Tuesday: Am covering two floors and on one of the floors two patients tested positive for covid. When they test positive, they are transferred to one of the 4 covid floors that have been set up with ventilators, and negative pressure rooms. I called all the health care proxies to let them know we were testing and also called when the test results came back.
Wednesday: The anxiety is high within the facility and it seems to show in many ways. Every day I go to hear nursing reports at 0700. After report, I went to see a veteran, and when walking by the nursing station two nurses with raised voices were arguing. I was unsure what to do in this case so just stood there and observed , at this point it stopped and the only thing I could think to do was to tell the nurse how sorry I was about this incident. Later, I reported it to the chief of geriatric care who is also an Advanced Practice Nurse.
I also proposed that I start doing a brief meditation practice at change of shift each day and we will start this on Monday for both floors that I am covering.

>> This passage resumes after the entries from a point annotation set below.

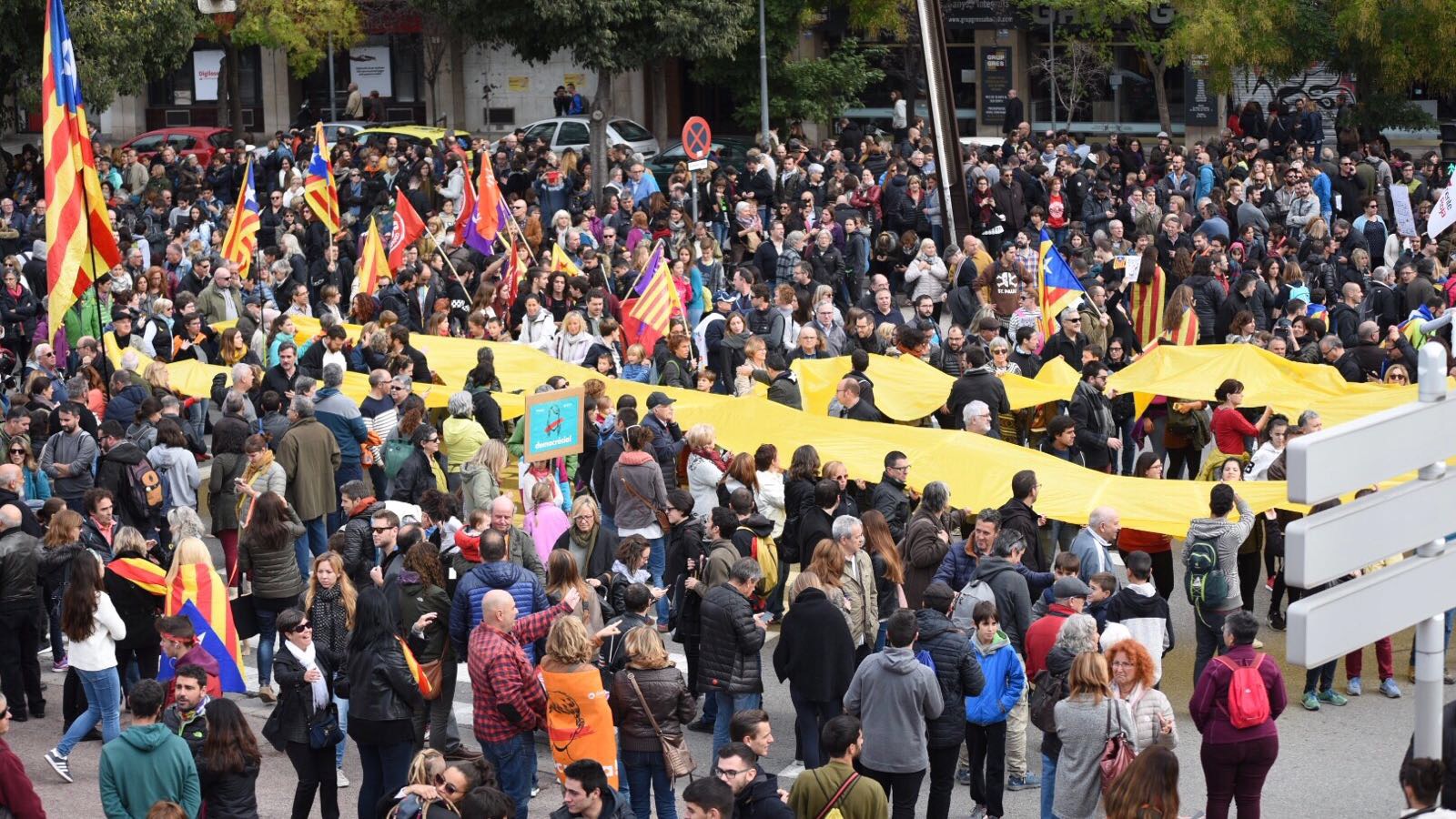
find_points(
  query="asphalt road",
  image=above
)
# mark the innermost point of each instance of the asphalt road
(1332, 763)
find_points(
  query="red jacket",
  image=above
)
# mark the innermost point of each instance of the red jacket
(1043, 636)
(16, 792)
(509, 698)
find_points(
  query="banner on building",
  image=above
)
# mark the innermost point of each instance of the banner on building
(207, 66)
(369, 67)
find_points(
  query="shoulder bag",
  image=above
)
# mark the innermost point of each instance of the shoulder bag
(830, 809)
(1118, 751)
(660, 513)
(676, 756)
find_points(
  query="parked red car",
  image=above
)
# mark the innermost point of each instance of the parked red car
(203, 142)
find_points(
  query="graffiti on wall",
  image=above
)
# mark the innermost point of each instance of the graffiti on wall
(1321, 84)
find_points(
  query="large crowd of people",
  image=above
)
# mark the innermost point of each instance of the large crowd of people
(371, 547)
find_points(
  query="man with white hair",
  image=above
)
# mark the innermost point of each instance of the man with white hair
(342, 417)
(1096, 540)
(977, 417)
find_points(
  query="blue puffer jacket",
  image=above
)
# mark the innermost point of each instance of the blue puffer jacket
(342, 417)
(465, 608)
(1005, 681)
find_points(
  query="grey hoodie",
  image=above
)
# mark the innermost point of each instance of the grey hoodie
(1228, 538)
(893, 695)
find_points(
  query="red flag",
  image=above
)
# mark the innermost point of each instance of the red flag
(408, 227)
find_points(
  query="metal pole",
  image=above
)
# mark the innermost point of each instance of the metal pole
(334, 108)
(1431, 634)
(763, 79)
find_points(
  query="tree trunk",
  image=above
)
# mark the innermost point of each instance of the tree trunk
(602, 106)
(1158, 69)
(659, 77)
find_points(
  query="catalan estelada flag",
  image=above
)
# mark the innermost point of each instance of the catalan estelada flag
(77, 230)
(652, 309)
(1148, 308)
(373, 261)
(490, 207)
(240, 242)
(229, 668)
(318, 186)
(561, 263)
(408, 227)
(145, 573)
(200, 584)
(1057, 288)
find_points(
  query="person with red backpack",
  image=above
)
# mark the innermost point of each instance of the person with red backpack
(1235, 704)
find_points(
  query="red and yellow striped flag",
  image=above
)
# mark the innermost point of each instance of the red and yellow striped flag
(1148, 308)
(201, 584)
(240, 244)
(373, 261)
(77, 229)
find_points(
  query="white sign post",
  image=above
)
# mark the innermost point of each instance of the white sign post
(1339, 541)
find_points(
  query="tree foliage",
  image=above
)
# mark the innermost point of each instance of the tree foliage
(120, 46)
(300, 28)
(1387, 44)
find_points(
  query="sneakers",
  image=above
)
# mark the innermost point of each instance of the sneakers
(60, 763)
(1026, 782)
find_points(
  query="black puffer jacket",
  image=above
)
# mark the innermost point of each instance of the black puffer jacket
(228, 794)
(359, 544)
(728, 659)
(673, 705)
(956, 669)
(288, 720)
(273, 567)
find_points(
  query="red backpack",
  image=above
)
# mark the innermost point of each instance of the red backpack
(1249, 700)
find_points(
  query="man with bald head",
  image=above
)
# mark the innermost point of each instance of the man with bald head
(521, 547)
(510, 704)
(19, 637)
(12, 482)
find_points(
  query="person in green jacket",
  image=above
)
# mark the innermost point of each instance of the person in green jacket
(147, 763)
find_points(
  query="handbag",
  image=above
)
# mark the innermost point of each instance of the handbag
(660, 513)
(324, 727)
(245, 615)
(433, 672)
(676, 756)
(1118, 751)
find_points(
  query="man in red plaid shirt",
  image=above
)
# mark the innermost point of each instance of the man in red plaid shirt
(510, 704)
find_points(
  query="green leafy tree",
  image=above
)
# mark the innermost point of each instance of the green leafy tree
(1388, 46)
(120, 47)
(608, 36)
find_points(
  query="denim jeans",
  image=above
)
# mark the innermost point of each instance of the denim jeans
(344, 726)
(1048, 785)
(657, 564)
(313, 542)
(730, 704)
(102, 705)
(385, 771)
(1208, 630)
(645, 770)
(267, 642)
(514, 763)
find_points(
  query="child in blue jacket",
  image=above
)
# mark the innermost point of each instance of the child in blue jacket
(986, 713)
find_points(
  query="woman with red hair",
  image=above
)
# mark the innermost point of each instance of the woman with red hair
(1133, 682)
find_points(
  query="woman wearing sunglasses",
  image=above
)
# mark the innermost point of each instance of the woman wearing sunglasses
(305, 687)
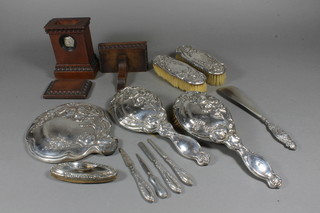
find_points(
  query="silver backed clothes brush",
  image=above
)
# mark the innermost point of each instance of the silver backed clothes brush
(234, 95)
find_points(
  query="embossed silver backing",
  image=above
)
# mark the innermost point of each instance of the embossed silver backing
(83, 172)
(206, 118)
(70, 132)
(138, 109)
(180, 70)
(200, 60)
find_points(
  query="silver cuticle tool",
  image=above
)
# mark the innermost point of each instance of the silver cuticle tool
(144, 188)
(160, 190)
(184, 176)
(168, 178)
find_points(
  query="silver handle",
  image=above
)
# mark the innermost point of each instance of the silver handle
(185, 145)
(236, 96)
(184, 176)
(280, 134)
(171, 182)
(144, 188)
(256, 164)
(158, 187)
(181, 173)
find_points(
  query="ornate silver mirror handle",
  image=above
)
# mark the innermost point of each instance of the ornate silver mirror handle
(187, 146)
(256, 164)
(234, 95)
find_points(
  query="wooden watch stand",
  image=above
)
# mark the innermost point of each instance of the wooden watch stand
(75, 58)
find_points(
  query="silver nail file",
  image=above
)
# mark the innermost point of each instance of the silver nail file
(160, 190)
(144, 188)
(171, 182)
(184, 176)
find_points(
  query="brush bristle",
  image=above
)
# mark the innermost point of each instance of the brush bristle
(178, 83)
(212, 79)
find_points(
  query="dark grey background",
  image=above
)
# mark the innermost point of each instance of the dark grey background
(271, 50)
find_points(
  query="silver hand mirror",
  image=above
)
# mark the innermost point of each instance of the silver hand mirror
(207, 119)
(140, 110)
(70, 132)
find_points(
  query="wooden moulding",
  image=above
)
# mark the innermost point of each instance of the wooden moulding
(123, 57)
(68, 89)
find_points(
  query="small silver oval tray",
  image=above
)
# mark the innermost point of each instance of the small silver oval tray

Thursday: There is a daily lync message that connects all of the doctors, clinicians, nurses, and nurse managers. This serves as a collection of new research and a way to ask questions about patient care. We heard on this day that the FDA has approved the use of remdesivir to treat covid patients. I also saw an article on the site that there is no definitive research that a person cannot be re-infected by the virus.
Friday: A lot of my work on the floors in addition to detecting the virus is managing complex medical cases. This week I have worked with patients with end stage renal failure, congestive heart failure , hyperglycemia and COPD. I am regularly monitoring vitals, ordering tests and calling families to update them and get consent for certain treatments. At one point I asked Dr M., “Are you going to send me a bill for this residency”? He is one of the kindest people I have ever met in the field, he replied “no, I know you’ll use this knowledge to help someone else”. My learning curve is straight up, and I am so grateful every day that I am in this experience.
I left work last night to come home to Portland. Before I left Bedford I attempted to go out the front door and was told by the person there that she could not allow me to go out the front door and I had to go down to the basement to exit the building. I asked her where to go down the basement to exit and she said, ” go downstairs and take a right, go past the morgue and take a left, and the door will open to the parking lot”. Well, I followed( think I did) all of her directions and ended up trapped in a hallway between the morgue and an exit door that was locked. When the door would not open, I thought to myself…no one will ever believe this…… After about 5 minutes I realized that I may have the key, which I did, and was able to go back up and after I told my story the receptionist she looked at me and said “ok ,I will open it this time only”.
One of the thoughts I had as I went out for coffee today was: Covid is a respiratory illness that if left unabated will follow a clinical pathway to respiratory failure and death.